Esmâ-i Husnâ, Allah’ın güzel isimleri demektir.
Bir âyet-i kerîmede:
“En güzel isimler O’nundur (Allah’ındır)” (el-Haşr, 24) buyurulmaktadır.
Diğer bir âyette de; en güzel isimlerin Allah’a ait olduğu belirtildikten sonra, bu isimlerle dua edilmesi tavsiye olunmaktadır (el-A’râf, 180).
Allah’ın isimleri tevkifîdir. Yâni, Allah hakkında ancak âyet ve hadîslerde zikri geçen ve söylenmesine izin verilmiş olan isimler kullanılabilir. Rastgele isim izafe edilemez.
Esmâ-i Husnâ ile ilgili olarak Buhârî ve Müslim’de:
“Allah’ın 99 ismi vardır. Kim bunları ezberlerse (îman eder ve ezbere sayarsa) Cennete girer” buyurulmuştur.
Tirmizî, İbn-i Hibban ve Hâkim’in bu konudaki rivâyeti ise, şöyledir:
“Kim bunları (Esmâ-i Husnâ’yı) mânâlarını anlayarak sayar, bunlarla Allah’ı zikrederse Cennete girer.”
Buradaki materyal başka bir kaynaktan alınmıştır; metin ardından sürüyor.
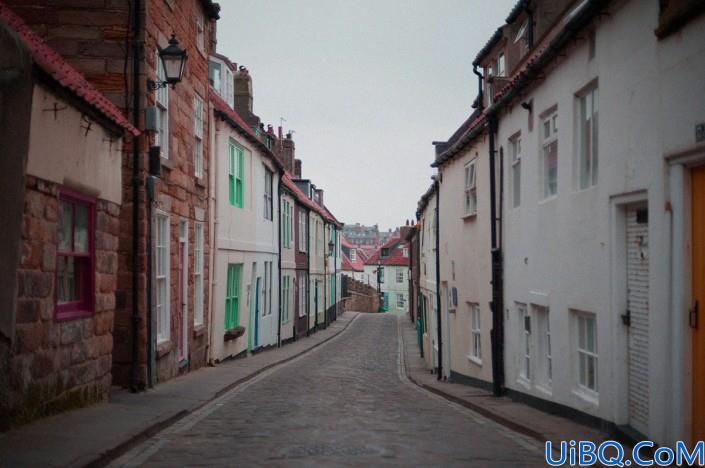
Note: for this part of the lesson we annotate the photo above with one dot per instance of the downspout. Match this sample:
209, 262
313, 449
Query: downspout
439, 334
479, 86
279, 261
214, 188
497, 280
136, 18
308, 273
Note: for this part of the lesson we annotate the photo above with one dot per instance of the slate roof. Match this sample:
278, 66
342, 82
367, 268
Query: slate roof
65, 76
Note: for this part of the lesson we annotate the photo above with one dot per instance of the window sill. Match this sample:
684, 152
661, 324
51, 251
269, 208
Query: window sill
163, 349
589, 396
167, 163
548, 199
474, 359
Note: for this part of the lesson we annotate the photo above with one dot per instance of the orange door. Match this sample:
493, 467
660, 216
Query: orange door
698, 322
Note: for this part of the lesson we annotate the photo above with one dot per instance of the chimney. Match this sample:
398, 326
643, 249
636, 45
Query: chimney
243, 91
288, 151
297, 168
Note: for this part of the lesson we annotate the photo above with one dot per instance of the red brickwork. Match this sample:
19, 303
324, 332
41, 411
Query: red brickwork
60, 364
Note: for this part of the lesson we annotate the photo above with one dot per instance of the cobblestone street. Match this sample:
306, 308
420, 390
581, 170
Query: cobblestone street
348, 404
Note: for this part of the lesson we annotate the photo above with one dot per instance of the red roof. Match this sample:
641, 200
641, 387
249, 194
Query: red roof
396, 255
50, 62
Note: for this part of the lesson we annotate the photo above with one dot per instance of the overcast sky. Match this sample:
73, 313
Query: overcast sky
366, 85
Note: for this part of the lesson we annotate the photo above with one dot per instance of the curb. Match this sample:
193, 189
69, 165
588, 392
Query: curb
113, 453
472, 406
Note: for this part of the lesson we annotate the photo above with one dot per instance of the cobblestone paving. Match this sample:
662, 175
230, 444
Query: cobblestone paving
341, 405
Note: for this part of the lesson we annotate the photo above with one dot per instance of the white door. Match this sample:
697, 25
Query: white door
637, 317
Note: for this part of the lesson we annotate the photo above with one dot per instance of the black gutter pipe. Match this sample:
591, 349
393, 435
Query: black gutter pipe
479, 86
279, 260
134, 378
437, 228
497, 334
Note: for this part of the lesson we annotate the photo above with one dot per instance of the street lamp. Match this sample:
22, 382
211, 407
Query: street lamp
173, 60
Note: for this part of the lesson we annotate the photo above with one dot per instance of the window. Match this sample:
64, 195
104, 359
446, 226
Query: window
198, 136
268, 209
214, 77
162, 276
198, 275
475, 336
236, 172
303, 293
515, 155
544, 342
587, 138
525, 320
287, 235
161, 138
200, 32
286, 288
470, 189
587, 352
303, 235
75, 268
232, 297
549, 133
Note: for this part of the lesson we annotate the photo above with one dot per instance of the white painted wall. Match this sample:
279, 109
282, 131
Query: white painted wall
567, 252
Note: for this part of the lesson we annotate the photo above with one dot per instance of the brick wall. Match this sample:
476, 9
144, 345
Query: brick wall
55, 365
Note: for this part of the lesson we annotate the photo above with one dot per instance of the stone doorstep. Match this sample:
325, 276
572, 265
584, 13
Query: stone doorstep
172, 416
516, 416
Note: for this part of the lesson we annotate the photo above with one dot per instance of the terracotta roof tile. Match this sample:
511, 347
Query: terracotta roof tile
51, 63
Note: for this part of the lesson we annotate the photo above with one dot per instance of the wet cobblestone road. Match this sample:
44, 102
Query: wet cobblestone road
344, 404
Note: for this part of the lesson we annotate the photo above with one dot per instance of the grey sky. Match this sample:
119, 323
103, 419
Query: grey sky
367, 85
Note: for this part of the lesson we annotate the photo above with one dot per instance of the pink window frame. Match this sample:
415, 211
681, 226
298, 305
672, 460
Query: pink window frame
86, 307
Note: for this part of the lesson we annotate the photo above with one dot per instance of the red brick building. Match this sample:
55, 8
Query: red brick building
161, 314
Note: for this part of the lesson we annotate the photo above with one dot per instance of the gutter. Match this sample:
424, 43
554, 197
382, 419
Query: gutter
439, 334
135, 318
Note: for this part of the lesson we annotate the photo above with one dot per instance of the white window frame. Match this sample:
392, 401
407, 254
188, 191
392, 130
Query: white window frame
549, 137
470, 193
588, 167
198, 136
198, 274
586, 353
161, 138
162, 275
475, 353
515, 160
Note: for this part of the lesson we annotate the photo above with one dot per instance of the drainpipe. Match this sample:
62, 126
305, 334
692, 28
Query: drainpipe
279, 260
136, 46
439, 334
497, 280
479, 86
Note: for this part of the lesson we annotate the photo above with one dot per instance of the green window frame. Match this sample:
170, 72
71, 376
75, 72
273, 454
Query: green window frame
236, 174
232, 297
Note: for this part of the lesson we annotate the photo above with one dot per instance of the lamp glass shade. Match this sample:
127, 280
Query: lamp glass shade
174, 60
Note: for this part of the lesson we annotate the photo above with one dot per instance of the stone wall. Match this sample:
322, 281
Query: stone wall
56, 365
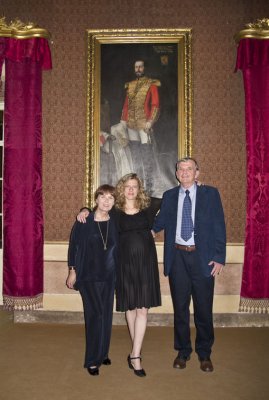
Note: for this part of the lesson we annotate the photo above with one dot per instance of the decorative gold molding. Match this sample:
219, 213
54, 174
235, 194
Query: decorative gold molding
255, 30
19, 30
95, 39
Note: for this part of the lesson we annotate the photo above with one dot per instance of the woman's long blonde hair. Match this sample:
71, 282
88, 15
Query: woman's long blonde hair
142, 200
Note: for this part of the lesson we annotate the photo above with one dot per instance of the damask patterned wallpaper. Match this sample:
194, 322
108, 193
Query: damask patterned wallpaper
218, 117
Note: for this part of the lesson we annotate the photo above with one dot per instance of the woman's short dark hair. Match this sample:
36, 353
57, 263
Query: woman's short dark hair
105, 189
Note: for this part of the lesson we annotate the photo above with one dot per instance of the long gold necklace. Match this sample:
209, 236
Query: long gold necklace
104, 241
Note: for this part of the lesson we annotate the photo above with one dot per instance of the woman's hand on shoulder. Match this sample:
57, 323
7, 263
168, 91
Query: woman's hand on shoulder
83, 214
71, 279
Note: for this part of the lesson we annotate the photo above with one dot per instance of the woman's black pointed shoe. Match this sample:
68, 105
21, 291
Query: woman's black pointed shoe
93, 371
106, 361
138, 372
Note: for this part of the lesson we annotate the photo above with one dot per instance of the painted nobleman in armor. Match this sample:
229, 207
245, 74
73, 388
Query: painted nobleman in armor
140, 112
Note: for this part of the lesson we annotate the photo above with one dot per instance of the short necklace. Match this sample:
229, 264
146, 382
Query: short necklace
104, 241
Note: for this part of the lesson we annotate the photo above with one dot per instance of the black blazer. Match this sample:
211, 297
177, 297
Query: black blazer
87, 255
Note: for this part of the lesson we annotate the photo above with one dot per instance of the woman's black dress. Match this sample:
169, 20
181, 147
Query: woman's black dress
137, 282
95, 280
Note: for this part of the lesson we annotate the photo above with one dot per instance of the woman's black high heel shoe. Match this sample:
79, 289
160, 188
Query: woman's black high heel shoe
93, 371
138, 372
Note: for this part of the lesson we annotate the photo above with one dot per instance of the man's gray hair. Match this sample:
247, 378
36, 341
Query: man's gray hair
185, 159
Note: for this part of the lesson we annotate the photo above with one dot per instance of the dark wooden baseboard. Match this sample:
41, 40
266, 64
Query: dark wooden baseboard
63, 317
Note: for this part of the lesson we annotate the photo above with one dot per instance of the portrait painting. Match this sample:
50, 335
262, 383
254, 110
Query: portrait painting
139, 103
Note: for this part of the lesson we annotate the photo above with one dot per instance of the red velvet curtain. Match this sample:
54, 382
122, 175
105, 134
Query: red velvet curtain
22, 194
253, 60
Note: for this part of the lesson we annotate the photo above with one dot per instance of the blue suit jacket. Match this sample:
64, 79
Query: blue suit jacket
209, 227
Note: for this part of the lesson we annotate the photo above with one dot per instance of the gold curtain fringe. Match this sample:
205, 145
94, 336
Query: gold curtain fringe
258, 306
19, 30
256, 30
22, 303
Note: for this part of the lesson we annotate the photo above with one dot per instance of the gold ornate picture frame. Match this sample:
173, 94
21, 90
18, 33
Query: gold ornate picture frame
111, 82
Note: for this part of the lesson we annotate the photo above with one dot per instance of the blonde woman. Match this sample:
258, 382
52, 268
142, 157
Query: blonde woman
137, 287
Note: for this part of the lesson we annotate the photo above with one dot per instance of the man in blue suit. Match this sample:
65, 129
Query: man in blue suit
194, 253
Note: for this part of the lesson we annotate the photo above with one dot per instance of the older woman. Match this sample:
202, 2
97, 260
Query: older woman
92, 265
137, 287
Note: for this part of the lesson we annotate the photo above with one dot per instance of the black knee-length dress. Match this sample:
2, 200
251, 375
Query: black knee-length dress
137, 282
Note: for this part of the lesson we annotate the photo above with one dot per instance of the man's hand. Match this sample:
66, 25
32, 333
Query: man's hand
81, 217
217, 268
148, 126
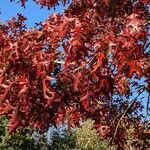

Şâh-ı Nakşıbend Hz.leri bu hadîsle ilgili olarak buyurur ki:
“Bu hadîs-i şerîfteki Ahsâ kelimesinin bir mânası, saymaktır. Diğer bir mânası ise, bu ism-i şerîfleri öğrenip bilmektir. Bir mânası da, bu esmâ-i şerîfin mûcibince amel etmektir. Meselâ: Rezzâk ismini söylediği zaman, rızkı için asla endişe etmemeli. Mütekebbir ismini söyleyince, Allahü Teâlâ’nın azametini ve kibriyâsını düşünmelidir.”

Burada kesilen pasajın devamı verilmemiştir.